Auteur et scénariste de la plupart de ses films, Francis Girod convainc la sublime Romy Schneider d’abandonner sa tendre image de princesse pour se lancer dans un rôle moins sage dans son premier long métrage Trio infernal (1974), aux côtés de Michel Piccoli. Réalisé en hommage aux Diaboliques d’Henri-Georges Clouzot (son réalisateur fétiche au même titre que Julien Duvivier), il connut un succès immédiat grâce à sa liberté de ton inhabituelle. Il renoue régulièrement son partenariat avec l’actrice allemande, avec qui il triomphera dans La Banquière en 1980. « Ce métier de cinéaste, plus on l’exerce, plus on l’aime », confit-il en 2003. Cet épicurien passionné ne se refuse aucune limite et joue de sa réputation de réalisateur controversé. En lutte perpétuelle contre l’injustice sous toutes ses formes, il ne se contente jamais d’être tiède dans ses propos. Engagé, Francis Girod se déclare « militant actif du combat pour défendre l’identité du cinéma européen ». Visionnaire, son œuvre révèlera la complexité humaine. Charles Berling dit de lui qu’« il fait partie de cette génération où l’humanité prime ». Il aborde volontiers des sujets de société, allant jusqu’à piquer au vif les hautes sphères politiques. Dans Le Bon plaisir (1983), il revisite l’épisode de l’enfant illégitime avec un Jean Louis Trintignant, troublant dans sa ressemblance avec François Mitterrand. En personnage « chatoyant, brillant et curieux », selon l’acteur, et un rien provocateur, il demande à Claude Brasseur et Sophie Marceau (père et fille dans La Boum) de devenir les amants terribles dans La Descente aux enfers. Son denier film Un Ami parfait est sorti dans les salles au mois d’avril dernier. Au côté de Carole Bouquet, Antoine de Caunes incarnait un journaliste frappé d’amnésie.

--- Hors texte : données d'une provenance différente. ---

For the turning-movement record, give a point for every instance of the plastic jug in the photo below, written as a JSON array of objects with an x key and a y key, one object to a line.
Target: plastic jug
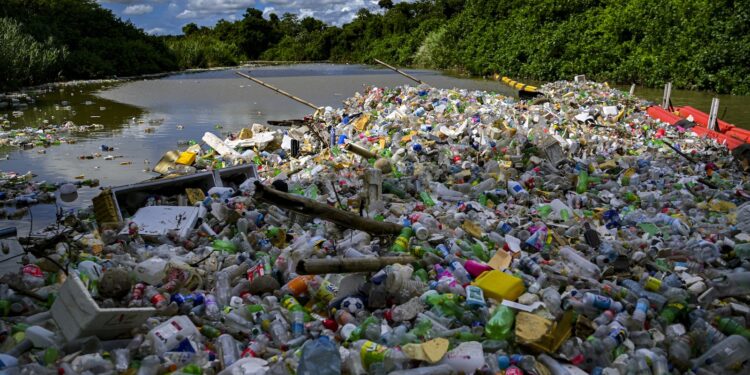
[{"x": 500, "y": 285}]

« Engagé dans son art comme dans la vie de la cité »
Le grand écran n’était pas sa seule cour de jeu. Francis Girod a aussi beaucoup travaillé pour la télévision, notamment de nombreux films publicitaires et des documentaires sur les plus grands cinéastes ayant suscité l’enthousiasme de la critique. Depuis début novembre, il tournait son dernier projet, Notable donc coupable, un téléfilm sur l’affaire Alègre pour France 2. « Francis avait épousé ce scénario qui s’inspire de cette affaire et voulait dénoncer le problème de l’injustice et de l’emballement médiatique », explique le producteur et ami de Francis Girod.

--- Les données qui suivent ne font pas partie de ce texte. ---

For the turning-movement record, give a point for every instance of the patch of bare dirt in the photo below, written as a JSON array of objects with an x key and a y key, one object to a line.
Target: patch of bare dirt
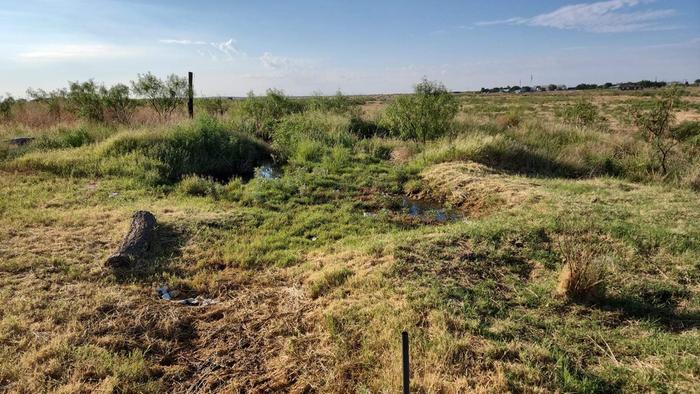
[{"x": 475, "y": 188}]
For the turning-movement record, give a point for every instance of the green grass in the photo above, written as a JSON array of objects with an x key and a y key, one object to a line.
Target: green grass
[{"x": 316, "y": 273}]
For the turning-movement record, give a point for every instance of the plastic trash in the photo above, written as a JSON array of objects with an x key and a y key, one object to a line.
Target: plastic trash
[{"x": 164, "y": 293}]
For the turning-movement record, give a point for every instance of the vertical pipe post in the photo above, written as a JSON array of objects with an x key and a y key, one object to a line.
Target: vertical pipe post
[
  {"x": 190, "y": 98},
  {"x": 406, "y": 371}
]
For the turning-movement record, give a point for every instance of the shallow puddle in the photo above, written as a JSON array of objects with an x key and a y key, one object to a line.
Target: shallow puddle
[
  {"x": 268, "y": 171},
  {"x": 429, "y": 210},
  {"x": 424, "y": 210}
]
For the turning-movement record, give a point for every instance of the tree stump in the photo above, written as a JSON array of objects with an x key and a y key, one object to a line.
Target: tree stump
[{"x": 136, "y": 241}]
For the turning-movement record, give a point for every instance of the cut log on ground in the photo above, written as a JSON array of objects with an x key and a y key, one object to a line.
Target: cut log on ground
[{"x": 136, "y": 241}]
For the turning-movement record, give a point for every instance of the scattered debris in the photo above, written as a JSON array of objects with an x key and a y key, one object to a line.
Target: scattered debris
[
  {"x": 164, "y": 293},
  {"x": 198, "y": 301},
  {"x": 136, "y": 241}
]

Parallèlement à la réalisation, son pragmatisme et son engagement dans le monde du cinéma le poussent à occuper une place prépondérante dans la Société des réalisateurs de films, puis à la Cinémathèque française et enfin au Comité de sélection d’Arte France Cinéma. Jacques Chirac dit de lui qu’« il promenait sur le monde un regard singulier, où l’acuité et l’ironie s’alliaient à la sensibilité et l’émotion et à une certaine férocité ». Un regard qui continuera longtemps à scruter la société à travers ses œuvres.